Even after adjusting for relatively weak opposition at Florida Gulf Coast, Bell projected as one of the top players in this year’s draft based on her versatility. Bell also qualified for the list of players similar to Howard with high steal, block and usage rates. In fact, her 38% share of the FGCU offense is the highest for any WNBA-bound prospect in my database. In that context, Bell’s 64.5% accuracy on 2-point attempts is remarkable. Oh, and did I mention the 6-foot-1 Bell is an elite defensive rebounder?

Certainly, Bell will have to either improve her 3-point shooting (29% last season) or dramatically reduce her attempts (9.4 per game in the 3-heavy Karl Smesko system) to be an efficient WNBA scorer. Still, her unique combination of skills makes Bell potentially the steal of the draft.

If she sticks in Connecticut, Clouden will probably be asked to focus more on her improved 3-point shooting (40% as a senior but just 34% overall) than the shot creation she provided at Michigan State, averaging 20 PPG last season — fourth most among WNBA draft picks.

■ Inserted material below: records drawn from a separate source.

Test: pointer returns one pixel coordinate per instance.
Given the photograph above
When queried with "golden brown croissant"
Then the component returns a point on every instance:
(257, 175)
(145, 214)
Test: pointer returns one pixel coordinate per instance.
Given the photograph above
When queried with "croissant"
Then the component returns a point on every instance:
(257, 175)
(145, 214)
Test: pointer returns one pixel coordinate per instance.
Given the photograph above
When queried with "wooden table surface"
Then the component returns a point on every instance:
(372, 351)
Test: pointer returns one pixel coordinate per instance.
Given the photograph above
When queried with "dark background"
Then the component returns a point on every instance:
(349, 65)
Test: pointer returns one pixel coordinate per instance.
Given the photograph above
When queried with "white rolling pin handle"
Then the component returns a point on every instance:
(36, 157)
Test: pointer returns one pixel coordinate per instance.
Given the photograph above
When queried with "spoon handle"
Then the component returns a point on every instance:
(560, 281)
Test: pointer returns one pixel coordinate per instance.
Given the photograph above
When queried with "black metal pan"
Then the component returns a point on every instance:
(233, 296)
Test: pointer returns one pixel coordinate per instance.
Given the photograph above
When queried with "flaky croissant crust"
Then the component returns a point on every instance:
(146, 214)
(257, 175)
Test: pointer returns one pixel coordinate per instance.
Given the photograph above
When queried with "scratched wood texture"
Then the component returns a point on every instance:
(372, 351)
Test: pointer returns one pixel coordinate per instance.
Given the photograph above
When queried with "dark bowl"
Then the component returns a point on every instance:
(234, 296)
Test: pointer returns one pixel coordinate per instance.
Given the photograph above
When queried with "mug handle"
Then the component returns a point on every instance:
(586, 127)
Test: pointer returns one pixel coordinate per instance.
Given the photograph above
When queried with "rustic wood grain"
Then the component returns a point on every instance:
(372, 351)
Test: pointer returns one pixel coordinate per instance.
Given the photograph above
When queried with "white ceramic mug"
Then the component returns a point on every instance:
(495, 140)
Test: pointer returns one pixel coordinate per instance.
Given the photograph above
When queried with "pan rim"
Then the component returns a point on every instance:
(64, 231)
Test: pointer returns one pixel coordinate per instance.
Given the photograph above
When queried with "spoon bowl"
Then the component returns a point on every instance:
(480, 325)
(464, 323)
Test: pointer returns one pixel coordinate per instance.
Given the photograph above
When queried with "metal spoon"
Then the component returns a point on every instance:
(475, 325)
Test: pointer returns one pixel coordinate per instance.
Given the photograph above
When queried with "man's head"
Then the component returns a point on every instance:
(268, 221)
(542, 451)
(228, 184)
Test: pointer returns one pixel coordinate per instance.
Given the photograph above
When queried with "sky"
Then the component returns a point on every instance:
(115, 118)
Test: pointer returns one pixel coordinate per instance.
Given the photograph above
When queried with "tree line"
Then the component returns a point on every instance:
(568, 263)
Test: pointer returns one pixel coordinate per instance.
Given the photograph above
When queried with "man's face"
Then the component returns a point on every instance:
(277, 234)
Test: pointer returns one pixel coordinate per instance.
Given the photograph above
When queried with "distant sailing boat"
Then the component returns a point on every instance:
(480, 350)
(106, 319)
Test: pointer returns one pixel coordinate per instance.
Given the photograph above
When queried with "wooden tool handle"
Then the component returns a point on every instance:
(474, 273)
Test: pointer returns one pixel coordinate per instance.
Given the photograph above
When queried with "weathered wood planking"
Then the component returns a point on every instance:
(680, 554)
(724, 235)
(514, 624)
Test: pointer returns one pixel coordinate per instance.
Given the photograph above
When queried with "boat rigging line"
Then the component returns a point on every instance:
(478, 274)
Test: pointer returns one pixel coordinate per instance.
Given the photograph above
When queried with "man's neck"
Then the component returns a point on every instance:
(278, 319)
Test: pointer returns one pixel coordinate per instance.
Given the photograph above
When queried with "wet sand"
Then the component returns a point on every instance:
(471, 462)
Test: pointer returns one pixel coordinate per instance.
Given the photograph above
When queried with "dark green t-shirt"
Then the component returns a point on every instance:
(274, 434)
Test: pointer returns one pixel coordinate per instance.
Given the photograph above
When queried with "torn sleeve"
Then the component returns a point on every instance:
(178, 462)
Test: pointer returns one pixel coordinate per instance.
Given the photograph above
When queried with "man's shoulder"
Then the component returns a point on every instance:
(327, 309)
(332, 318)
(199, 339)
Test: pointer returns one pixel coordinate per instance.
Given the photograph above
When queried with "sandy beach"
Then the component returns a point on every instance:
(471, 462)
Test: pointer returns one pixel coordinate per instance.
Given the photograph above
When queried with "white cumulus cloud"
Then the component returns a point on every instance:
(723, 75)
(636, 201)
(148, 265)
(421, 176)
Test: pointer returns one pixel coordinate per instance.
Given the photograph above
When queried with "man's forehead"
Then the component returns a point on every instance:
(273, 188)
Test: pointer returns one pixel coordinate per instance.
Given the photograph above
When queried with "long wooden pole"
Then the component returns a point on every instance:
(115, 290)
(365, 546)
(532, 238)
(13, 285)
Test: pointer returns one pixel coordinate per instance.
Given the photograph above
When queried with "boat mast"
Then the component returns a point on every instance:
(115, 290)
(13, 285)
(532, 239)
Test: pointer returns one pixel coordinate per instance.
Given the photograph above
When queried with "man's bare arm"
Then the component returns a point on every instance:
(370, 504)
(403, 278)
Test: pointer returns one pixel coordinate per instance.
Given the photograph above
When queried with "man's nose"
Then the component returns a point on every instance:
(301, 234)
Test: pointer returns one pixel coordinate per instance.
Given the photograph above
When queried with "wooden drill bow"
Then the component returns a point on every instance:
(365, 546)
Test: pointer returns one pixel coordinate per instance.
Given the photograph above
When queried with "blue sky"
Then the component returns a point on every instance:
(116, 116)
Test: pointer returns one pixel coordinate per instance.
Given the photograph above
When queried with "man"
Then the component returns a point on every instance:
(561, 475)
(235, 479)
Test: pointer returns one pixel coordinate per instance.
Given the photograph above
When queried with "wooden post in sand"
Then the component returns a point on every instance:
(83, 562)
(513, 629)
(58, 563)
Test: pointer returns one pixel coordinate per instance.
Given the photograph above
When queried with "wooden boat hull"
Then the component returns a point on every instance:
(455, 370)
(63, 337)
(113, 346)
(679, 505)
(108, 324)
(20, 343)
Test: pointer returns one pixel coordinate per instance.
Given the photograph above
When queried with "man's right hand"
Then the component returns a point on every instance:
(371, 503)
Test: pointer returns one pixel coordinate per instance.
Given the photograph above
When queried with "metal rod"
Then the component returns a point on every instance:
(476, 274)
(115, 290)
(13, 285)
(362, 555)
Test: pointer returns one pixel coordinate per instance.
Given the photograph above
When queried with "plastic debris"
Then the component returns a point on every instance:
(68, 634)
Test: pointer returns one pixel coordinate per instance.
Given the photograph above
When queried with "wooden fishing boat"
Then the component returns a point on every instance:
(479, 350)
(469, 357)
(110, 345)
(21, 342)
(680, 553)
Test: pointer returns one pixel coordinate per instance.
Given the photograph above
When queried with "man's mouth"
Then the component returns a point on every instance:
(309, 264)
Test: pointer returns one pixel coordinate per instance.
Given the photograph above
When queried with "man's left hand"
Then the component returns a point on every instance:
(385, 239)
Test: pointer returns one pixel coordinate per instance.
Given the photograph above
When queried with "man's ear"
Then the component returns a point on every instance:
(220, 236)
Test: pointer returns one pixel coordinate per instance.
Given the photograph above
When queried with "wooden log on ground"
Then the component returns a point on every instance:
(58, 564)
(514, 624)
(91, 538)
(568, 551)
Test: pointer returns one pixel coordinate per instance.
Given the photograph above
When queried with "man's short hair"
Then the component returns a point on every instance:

Second-round picks to watch

Given Michigan’s Naz Hillmon was a two-time AP All-America first-team pick, her slide to the second round was a surprise. Hillmon ended up in a good spot to make a team in Atlanta. From a productivity standpoint, Hillmon was clearly a first-round talent, making 58% of her 2s and pulling down a remarkable 17% of available offensive rebounds — a top-10 mark among WNBA-bound prospects.

UConn’s Olivia Nelson-Ododa, taken 20th by the Los Angeles Sparks, also stood out for college productivity. Nelson-Ododa faces a tough path to make the Sparks’ roster but helped her cause with 15 points, 12 rebounds and five assists in Los Angeles’ lone preseason game.

Like Hillmon, South Carolina’s Destanni Henderson went lower than expected but to a potentially favorable situation with the rebuilding Fever. Henderson’s 40% 3-point shooting is a WNBA plus, but she shot just 41% inside the arc for a subpar .507 true shooting percentage — one reason she might have dropped in the draft.